Country Garden Raises $1.65 Billion in Hong Kong IPO (Update3)
By Bei Hu and John Liu
April 13 (Bloomberg) -- Country Garden Holdings Co., China's most profitable developer, raised HK$12.9 billion ($1.65 billion) in a Hong Kong initial public offering, two people with direct knowledge of the share sale said.
Country Garden sold 2.4 billion shares, equal to a 15 percent stake, at HK$5.38 apiece, said the people who declined to be identified because the details are still private. The sale, at the top end of the range, values Country Garden at about $11 billion in the biggest IPO by a Chinese real estate developer.
The sale underscores investor optimism about China's property market even as the government tries to prevent overheating. Average home prices jumped 12 percent last year in Guangdong, where home sales rose 22 percent annually in the decade through 2005.
``People are really bullish on this company because it has a large land bank, which means the company will have great cash flow and great bottom-line growth,'' said Oscar Choi, a real estate analyst at DBS Vickers Securities Hong Kong Ltd.
Country Garden, based in Foshan in Guangdong province, is raising money to fund projects ranging from apartments to townhouses and villas, as well as to buy more building sites. The province's economy grew 13.8 percent in 2005, compared with 10.4 percent for the nation as a whole.
Morgan Stanley and UBS AG arranged the share sale.
Callis Lau, an external spokeswoman for Country Garden, and Chris Cockerill, a UBS spokesman in Hong Kong, declined to comment. Wayne Fu, a Hong Kong-based spokesman at Morgan Stanley, also declined to comment.
Richest Woman
The sale makes Yang Huiyan, the 25-year-old daughter of company founder and Chairman Yeung Kwok Keung, China's richest woman. Her stake held on behalf of her family is valued at about $6.6 billion, according to Bloomberg News calculations, or almost three times the latest Forbes-estimated wealth of Yan Cheung, chairwoman of manufacturer Nine Dragons Paper (Holdings) Ltd.
Yang, who owned 70 percent of Country Garden before the stock sale, stands to see her ownership diluted to 59.5 percent after the IPO before any sale of extra shares to cover excess demand, the sale document said.
Most Profitable
Five corporate investors bought a combined HK$3.5 billion of shares through the institutional portion of the sale. The investors were controlled by Temasek Holdings Pte., Hong Kong billionaires and developers Lee Shau-kee and Cheng Yu-tung, Citic Pacific Ltd., and the Kuok Group, founded by Robert Kuok, the Malaysian palm-oil-to-hotel billionaire.

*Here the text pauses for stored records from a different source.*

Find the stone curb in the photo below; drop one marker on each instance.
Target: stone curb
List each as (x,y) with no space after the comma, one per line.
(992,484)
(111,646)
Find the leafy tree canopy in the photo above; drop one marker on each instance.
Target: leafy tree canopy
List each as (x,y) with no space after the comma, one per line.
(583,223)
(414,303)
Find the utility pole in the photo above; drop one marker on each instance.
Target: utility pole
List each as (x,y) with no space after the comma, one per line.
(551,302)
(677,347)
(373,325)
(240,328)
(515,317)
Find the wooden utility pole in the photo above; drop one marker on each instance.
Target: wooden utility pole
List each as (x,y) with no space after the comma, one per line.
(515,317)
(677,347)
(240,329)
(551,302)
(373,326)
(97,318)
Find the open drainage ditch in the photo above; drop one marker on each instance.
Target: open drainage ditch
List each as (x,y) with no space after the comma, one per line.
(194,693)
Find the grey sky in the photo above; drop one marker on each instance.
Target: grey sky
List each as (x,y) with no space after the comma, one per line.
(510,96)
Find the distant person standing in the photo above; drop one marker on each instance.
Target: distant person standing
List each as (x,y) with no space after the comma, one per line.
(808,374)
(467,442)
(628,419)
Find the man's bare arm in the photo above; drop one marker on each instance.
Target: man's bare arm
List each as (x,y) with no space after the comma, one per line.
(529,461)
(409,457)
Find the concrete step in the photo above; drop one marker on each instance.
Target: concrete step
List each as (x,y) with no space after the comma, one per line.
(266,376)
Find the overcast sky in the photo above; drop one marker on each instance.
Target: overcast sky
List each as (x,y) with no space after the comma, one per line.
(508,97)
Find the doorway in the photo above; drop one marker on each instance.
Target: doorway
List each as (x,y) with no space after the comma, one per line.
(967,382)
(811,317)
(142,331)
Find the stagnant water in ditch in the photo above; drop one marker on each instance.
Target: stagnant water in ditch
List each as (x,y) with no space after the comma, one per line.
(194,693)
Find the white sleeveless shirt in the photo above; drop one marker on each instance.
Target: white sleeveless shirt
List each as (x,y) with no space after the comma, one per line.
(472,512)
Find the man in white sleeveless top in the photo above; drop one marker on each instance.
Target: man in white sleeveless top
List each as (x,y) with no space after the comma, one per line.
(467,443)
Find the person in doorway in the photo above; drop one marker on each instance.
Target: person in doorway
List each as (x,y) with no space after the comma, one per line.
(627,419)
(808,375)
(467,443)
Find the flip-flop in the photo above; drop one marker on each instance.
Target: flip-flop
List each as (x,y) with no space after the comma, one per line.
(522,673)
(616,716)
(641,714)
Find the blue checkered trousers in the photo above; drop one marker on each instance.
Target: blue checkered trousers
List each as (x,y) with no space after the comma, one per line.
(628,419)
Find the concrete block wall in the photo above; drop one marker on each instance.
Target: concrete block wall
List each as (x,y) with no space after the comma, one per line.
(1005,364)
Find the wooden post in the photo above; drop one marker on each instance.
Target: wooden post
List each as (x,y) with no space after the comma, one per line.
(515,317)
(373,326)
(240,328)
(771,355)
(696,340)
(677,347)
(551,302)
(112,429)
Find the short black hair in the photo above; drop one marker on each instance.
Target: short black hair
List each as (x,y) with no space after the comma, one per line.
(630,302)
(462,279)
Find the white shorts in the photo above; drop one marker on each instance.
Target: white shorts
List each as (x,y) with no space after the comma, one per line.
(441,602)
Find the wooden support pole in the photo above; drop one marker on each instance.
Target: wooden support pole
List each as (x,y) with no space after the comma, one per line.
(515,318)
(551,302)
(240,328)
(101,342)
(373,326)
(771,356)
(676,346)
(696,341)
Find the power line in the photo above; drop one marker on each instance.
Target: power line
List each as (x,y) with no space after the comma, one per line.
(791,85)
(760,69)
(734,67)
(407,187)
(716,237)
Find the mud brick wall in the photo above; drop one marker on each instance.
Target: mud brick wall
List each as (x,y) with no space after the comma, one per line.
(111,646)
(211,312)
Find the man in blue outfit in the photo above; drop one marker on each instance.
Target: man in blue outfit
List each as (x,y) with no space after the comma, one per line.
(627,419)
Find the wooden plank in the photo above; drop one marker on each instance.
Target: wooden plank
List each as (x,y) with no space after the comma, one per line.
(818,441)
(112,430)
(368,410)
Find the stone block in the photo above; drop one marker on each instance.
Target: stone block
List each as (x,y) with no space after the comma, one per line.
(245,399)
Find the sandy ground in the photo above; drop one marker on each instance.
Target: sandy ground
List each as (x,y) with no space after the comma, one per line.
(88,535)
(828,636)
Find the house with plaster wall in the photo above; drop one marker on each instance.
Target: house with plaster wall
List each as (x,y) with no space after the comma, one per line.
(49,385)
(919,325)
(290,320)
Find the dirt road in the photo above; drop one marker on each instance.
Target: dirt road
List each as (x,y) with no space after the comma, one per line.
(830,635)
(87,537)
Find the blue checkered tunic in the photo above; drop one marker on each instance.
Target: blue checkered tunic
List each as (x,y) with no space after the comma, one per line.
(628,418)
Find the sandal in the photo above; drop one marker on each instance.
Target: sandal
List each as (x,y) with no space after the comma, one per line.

Country Garden may post HK$3.9 billion of profit this year, the most for a China developer, Morgan Stanley estimated in a March 16 report obtained from a fund manager. The company was the largest domestic developer by operating income in 2005, according to China's National Bureau of Statistics.
Hong Kong individuals ordered more than 250 times the amount of stock initially reserved for them. A so-called clawback from institutional buyers will double the number of shares offered to them to 480 million, or 20 percent of all initial public offering shares.
International institutions bought the remaining 1.92 billion shares, or 80 percent of the offering.
Land Bank
The company may sell another 360 million shares, or 15 percent of the original size of the offering, to cover the excess demand, lifting the amount raised to HK$14.8 billion.
The IPO values Country Garden at about 21.3 times forecast earnings of 25 Hong Kong cents a share for this year. China Vanke Co., the nation's biggest publicly traded real estate developer, trades at 23.4 times estimated 2007 profit.
Country Garden, which started developing property in 1997, has 27 projects with an average gross floor area close to 900,000 square meters, according to the Morgan Stanley report. About 87 percent of that floor area is in the company's home province of Guangdong, the report said.
China is taking steps to curb property overinvestment as part of a plan to prevent the economy overheating. The government has tightened controls on land use, imposed more property taxes and vowed to more strictly enforce the land appreciation tax. The central bank has also raised interest rates three times in the past year.
Country Garden has about 18 million square meters of land waiting to be developed, which may help boost annual profit 120 percent in 2007 and as much as 70 percent in 2008, Choi of DBS Vickers said.
The stock is scheduled to begin trading on the Hong Kong Stock Exchange on April 20.